Dos interiores escuros da igreja começaram a sair os setores da procissão que percorreria parte das ruas de Antigua. O primeiro bloco se compunha de dois andores robustos de madeira trabalhada pintada em roxo e preto. O primeiro pequeno, o segundo imenso, levando o Cristo morto. Ambos os andores carregados nos ombros por fileiras de meninos em ambos os lados maiores dos retângulos. Na frente do primeiro andor, um menino de braços abertos simulava suportar todo o peso nas costas. Atrás do segundo andor, os músicos, percussão e instrumentos de sopro, conduzidos por maestro, todos também de roupa acetinada e preta. Tocavam temas litúrgicos, extremamente lentos, tristes, pesados. Melodias e ritmos soturnos, fúnebres. Era para sofrer mesmo!
Mulheres vestidas de preto e com véus negros e dourados distribuíam folhetos aos interessados. Os padres ou de outros cargos superiores, chefões puramente europeus, coordenavam os movimentos de todos, sem deixar de lado o semblante carrancudo e impaciente.
Das trevas da igreja começou a sair o segundo bloco da procissão. Novamente dois andores pesados e trabalhados nas cores negra e roxa. Ambos carregavam imagem da santa, o primeiro pequeno, o segundo imenso. Fileiras de meninas com ares de nenhuma satisfação pelo esforço físico levavam os andores nos ombros. Uma criança se postava na frente do primeiro andor, o menor. De braços abertos e cenhos franzidos, ela parecia suportar aos próprios ombros, sozinha, o peso da dor. Atrás do segundo bloco de andores carregados por meninas, também uma banda de músicos com maestro, percussão e instrumentos de sopro, tocando temas fúnebres, percussivos, depressivos, sofridos.
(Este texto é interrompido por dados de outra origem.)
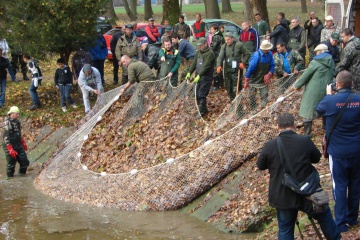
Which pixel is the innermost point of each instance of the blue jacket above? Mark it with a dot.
(186, 50)
(345, 138)
(99, 51)
(254, 61)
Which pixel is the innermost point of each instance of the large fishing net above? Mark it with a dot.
(149, 149)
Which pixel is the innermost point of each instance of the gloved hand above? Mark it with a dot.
(246, 83)
(12, 152)
(24, 144)
(241, 66)
(197, 79)
(267, 78)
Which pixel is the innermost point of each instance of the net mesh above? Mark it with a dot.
(149, 149)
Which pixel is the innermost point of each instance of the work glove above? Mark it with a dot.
(12, 152)
(241, 66)
(267, 78)
(24, 144)
(246, 83)
(197, 79)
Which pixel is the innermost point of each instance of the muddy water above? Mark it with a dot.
(26, 213)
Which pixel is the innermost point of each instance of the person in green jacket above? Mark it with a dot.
(315, 78)
(170, 62)
(138, 71)
(236, 57)
(203, 65)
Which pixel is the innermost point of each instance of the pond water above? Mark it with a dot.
(26, 213)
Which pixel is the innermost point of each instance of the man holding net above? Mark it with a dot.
(261, 68)
(137, 71)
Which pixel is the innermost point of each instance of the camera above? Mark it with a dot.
(333, 87)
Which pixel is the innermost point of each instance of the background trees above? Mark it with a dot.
(50, 26)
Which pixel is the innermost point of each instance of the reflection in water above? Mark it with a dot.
(26, 213)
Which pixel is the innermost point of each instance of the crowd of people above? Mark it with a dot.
(246, 63)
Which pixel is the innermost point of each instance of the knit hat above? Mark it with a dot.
(14, 109)
(266, 45)
(321, 47)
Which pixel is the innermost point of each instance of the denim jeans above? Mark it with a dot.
(33, 94)
(2, 91)
(287, 219)
(65, 95)
(346, 191)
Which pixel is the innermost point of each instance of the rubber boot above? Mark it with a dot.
(307, 128)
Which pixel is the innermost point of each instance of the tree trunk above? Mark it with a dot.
(133, 6)
(128, 11)
(171, 11)
(248, 11)
(148, 10)
(226, 6)
(211, 9)
(110, 12)
(303, 6)
(261, 7)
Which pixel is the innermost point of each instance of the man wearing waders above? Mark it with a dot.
(261, 68)
(203, 63)
(170, 62)
(236, 57)
(13, 144)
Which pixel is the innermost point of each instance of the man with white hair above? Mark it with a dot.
(315, 78)
(328, 29)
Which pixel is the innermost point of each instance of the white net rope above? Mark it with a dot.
(150, 150)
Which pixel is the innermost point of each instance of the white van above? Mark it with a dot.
(346, 19)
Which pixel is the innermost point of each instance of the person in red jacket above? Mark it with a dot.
(152, 32)
(198, 28)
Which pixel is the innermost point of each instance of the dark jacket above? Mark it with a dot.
(333, 51)
(63, 76)
(208, 57)
(278, 35)
(302, 152)
(345, 138)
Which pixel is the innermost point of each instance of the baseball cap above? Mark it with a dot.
(200, 42)
(335, 36)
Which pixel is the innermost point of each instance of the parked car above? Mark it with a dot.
(140, 34)
(228, 25)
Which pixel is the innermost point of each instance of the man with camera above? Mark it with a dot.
(343, 148)
(301, 152)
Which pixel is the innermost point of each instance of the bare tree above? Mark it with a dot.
(303, 6)
(261, 7)
(148, 10)
(171, 11)
(211, 9)
(248, 10)
(226, 6)
(131, 15)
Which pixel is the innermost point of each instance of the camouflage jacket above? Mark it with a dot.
(216, 42)
(131, 49)
(327, 31)
(12, 133)
(295, 60)
(350, 59)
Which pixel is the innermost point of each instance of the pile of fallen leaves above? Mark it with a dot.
(162, 132)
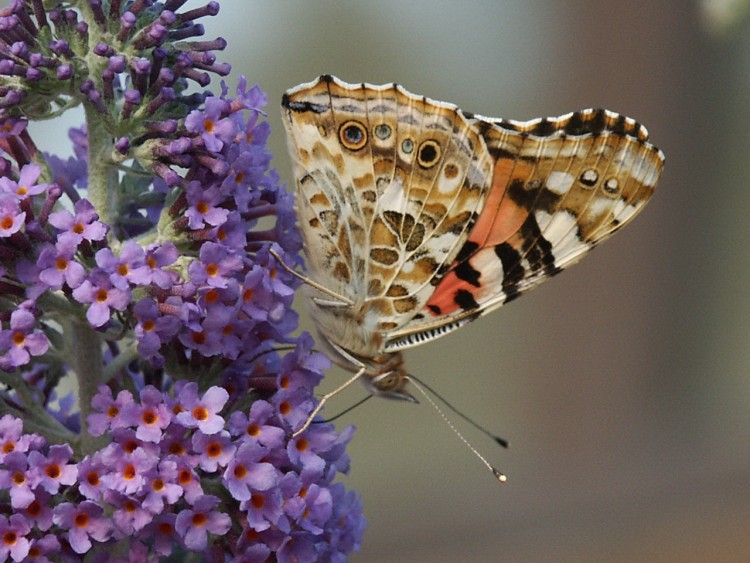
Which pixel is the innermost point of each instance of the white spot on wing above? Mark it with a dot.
(559, 182)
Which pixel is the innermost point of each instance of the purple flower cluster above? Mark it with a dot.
(158, 484)
(138, 266)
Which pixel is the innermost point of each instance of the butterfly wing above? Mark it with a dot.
(560, 187)
(388, 187)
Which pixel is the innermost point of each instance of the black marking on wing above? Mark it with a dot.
(533, 198)
(302, 107)
(466, 272)
(465, 300)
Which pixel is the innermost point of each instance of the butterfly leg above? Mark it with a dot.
(341, 301)
(327, 396)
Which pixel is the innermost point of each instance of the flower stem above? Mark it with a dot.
(102, 188)
(86, 359)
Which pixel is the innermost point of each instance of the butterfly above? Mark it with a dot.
(418, 217)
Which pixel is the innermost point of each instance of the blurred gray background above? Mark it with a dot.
(623, 385)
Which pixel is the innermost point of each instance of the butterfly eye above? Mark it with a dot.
(353, 135)
(428, 154)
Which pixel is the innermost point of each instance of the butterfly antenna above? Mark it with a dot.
(324, 398)
(342, 413)
(418, 384)
(502, 441)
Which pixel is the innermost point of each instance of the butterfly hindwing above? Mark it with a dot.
(560, 187)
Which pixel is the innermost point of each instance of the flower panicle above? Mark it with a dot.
(142, 265)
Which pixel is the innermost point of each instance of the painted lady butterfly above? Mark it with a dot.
(418, 217)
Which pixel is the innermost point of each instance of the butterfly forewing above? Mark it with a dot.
(426, 217)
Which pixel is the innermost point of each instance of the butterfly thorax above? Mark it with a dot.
(383, 374)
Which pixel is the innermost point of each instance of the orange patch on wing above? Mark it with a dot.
(499, 221)
(501, 217)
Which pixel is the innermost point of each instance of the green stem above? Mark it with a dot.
(86, 361)
(103, 180)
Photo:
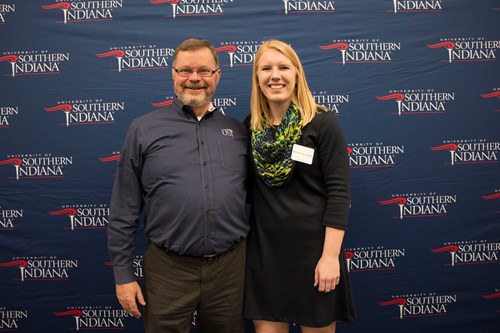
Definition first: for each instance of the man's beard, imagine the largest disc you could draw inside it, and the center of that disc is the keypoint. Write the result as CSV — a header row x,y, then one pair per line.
x,y
193,101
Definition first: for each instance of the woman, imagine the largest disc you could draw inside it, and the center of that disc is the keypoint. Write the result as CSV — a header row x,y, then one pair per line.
x,y
296,268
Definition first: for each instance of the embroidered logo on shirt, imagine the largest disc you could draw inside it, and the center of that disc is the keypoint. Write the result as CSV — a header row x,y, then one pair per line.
x,y
227,132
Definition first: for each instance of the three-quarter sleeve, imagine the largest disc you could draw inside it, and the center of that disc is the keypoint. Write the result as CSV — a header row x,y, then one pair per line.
x,y
335,168
126,206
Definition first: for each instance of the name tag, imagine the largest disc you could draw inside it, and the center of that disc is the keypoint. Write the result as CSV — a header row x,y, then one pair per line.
x,y
302,154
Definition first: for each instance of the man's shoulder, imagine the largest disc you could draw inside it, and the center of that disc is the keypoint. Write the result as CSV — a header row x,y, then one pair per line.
x,y
229,120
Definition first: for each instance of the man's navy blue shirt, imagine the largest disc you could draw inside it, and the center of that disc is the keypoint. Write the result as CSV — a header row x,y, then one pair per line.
x,y
189,176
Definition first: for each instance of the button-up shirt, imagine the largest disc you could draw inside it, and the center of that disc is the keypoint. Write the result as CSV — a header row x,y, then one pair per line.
x,y
189,177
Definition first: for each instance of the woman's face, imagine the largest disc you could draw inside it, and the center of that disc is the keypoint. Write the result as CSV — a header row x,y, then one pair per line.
x,y
276,76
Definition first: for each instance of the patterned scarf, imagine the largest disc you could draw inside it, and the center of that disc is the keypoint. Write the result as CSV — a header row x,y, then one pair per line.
x,y
272,148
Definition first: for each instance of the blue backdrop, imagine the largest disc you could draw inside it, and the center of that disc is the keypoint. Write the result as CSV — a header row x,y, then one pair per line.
x,y
414,84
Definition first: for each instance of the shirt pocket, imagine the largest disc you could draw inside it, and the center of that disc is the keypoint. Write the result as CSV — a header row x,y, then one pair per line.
x,y
234,154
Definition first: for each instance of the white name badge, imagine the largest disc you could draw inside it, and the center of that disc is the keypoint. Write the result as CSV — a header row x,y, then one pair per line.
x,y
302,154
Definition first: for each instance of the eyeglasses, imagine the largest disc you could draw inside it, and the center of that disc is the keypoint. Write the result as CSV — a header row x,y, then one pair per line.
x,y
203,72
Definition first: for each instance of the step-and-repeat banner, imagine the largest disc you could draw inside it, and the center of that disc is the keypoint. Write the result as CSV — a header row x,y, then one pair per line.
x,y
414,83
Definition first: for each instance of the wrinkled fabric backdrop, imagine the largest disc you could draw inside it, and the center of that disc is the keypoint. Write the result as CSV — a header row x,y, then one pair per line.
x,y
414,84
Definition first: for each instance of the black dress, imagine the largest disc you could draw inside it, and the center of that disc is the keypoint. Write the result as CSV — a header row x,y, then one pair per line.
x,y
288,230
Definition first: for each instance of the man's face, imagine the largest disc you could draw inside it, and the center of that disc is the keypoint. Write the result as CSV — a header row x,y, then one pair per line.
x,y
194,90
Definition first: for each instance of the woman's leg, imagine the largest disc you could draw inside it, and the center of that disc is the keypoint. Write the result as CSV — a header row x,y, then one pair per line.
x,y
326,329
264,326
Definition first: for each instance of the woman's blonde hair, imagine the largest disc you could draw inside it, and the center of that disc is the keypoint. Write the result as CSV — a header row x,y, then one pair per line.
x,y
301,96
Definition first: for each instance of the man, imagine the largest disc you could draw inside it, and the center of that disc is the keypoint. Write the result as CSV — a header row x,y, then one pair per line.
x,y
185,165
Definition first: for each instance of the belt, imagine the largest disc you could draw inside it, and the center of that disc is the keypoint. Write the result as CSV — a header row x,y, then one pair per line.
x,y
203,257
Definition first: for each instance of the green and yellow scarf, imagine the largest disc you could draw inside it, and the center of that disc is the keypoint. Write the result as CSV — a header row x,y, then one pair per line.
x,y
272,148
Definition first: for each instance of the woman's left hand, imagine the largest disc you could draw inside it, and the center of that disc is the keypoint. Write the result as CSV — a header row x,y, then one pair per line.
x,y
327,273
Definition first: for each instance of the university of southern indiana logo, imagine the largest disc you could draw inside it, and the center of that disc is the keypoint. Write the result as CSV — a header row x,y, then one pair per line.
x,y
87,112
6,113
86,11
114,157
467,49
416,6
138,262
42,268
161,104
240,53
492,95
473,151
11,319
96,317
308,6
373,155
4,10
419,101
364,51
470,252
416,205
8,217
139,57
420,305
12,59
372,258
334,102
38,165
85,216
194,8
29,63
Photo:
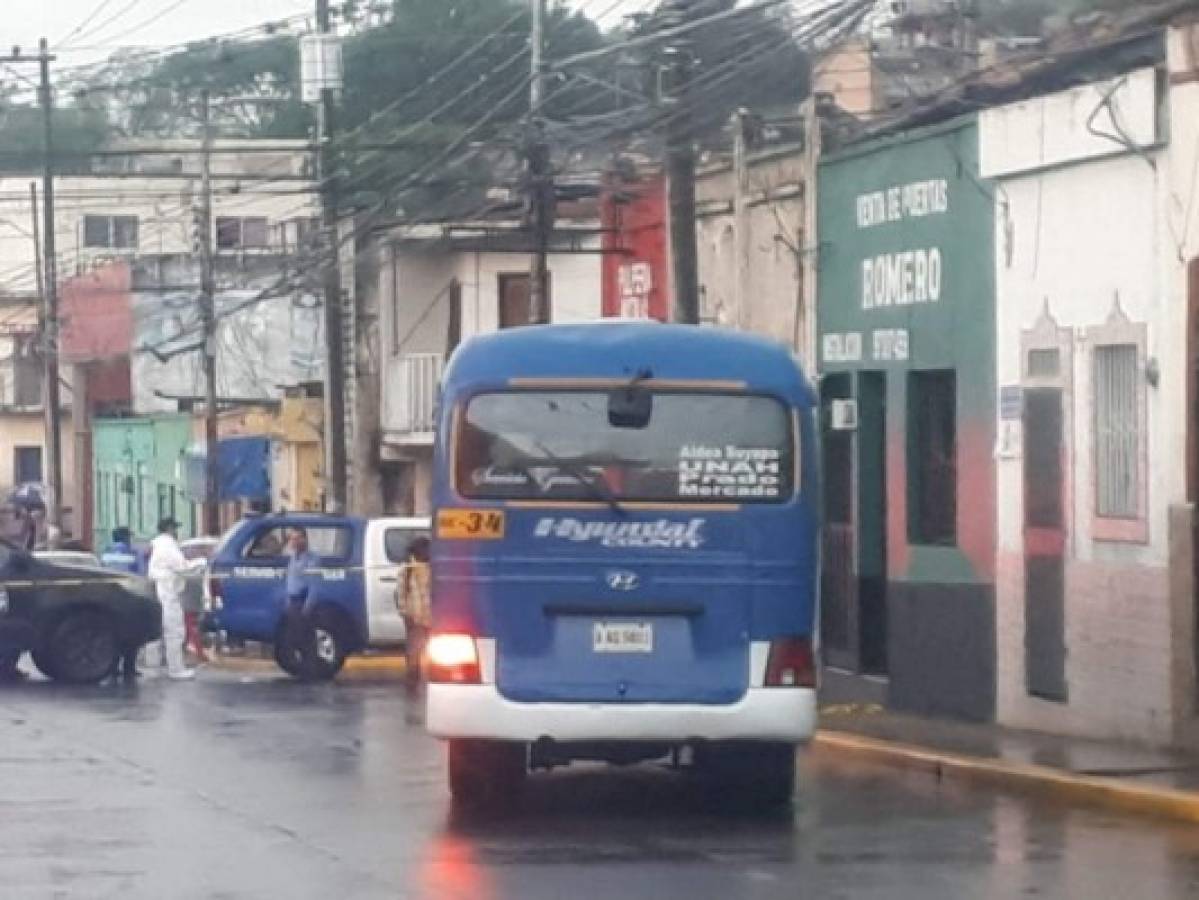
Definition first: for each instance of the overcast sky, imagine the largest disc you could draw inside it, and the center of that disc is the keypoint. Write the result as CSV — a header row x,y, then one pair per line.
x,y
121,23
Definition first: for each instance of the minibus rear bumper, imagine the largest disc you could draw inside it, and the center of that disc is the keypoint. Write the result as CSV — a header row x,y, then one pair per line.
x,y
480,711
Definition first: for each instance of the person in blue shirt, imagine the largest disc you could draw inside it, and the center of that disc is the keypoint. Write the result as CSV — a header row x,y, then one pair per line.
x,y
120,556
299,632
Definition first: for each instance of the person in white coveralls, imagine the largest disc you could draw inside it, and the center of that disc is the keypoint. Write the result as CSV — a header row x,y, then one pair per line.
x,y
168,566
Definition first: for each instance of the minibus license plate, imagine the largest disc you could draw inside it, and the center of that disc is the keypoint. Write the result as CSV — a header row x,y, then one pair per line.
x,y
622,638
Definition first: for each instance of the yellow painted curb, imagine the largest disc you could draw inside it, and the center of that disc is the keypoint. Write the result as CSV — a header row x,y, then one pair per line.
x,y
1042,780
354,665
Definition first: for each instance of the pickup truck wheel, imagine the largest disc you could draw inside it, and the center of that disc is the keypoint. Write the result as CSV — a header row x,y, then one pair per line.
x,y
329,650
287,656
83,648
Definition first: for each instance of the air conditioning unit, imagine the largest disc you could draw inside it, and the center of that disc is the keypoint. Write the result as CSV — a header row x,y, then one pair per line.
x,y
843,415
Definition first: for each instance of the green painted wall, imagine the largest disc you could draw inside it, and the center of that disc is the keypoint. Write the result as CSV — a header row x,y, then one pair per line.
x,y
907,283
138,475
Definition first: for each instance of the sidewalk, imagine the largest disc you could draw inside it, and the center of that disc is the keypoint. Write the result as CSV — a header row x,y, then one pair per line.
x,y
1122,777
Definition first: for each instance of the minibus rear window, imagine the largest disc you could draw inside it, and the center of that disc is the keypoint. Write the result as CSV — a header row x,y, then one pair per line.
x,y
562,446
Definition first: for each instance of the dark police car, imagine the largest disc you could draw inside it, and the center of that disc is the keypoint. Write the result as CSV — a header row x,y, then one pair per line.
x,y
74,621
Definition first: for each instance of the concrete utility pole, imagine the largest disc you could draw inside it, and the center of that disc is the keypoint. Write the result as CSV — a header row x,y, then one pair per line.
x,y
681,168
540,175
209,321
331,281
50,396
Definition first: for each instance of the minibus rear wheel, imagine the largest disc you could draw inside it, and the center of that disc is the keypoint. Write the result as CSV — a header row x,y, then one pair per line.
x,y
487,773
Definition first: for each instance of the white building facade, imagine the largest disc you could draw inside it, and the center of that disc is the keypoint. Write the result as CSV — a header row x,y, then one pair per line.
x,y
1096,248
434,294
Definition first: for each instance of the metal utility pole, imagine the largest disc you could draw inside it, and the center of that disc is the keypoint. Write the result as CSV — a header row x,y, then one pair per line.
x,y
331,279
209,321
681,169
540,175
50,397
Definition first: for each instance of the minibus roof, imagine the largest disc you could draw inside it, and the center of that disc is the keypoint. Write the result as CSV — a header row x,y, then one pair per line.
x,y
621,350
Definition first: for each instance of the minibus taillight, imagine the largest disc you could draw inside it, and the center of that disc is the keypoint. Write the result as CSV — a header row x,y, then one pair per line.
x,y
452,658
790,664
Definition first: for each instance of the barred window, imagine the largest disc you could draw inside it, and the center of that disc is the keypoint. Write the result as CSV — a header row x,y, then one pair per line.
x,y
1116,439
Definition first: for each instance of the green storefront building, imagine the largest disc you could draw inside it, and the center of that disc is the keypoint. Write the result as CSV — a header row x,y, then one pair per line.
x,y
139,475
905,342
O cortejo passou sobre o tapete de folhas tendo o crucifixo ao centro, deu a volta pela pracinha Escuela de Cristo, pegou a rua dos Passos, ou Primeira avenida, no sentido norte. Fieis e curiosos seguiram atrás.
E voltei para não fazer nada no hotel.
A programação da televisão na Guatemala, aberta ou por assinatura, primava pela mediocridade. Noticiários, telenovelas, inclusive algumas brasileiras, filmes, esportes, programas de auditório, programas femininos, propaganda de empresas evangélicas e católicas, todos, se assemelhavam muitíssimo com a deprimente programação dos canais brasileiros. Um país parecia cópia do outro. Lá como cá, o objetivo é alienar, moldar, conformar, deformar. Nenhuma novidade em países como Guatemala e Brasil onde não há democracia nos meios de comunicação. Em vez de liberdade de Imprensa, as elites impuseram a liberdade de Empresa. Meia dúzia de corporações da mídia controla tudo e todos.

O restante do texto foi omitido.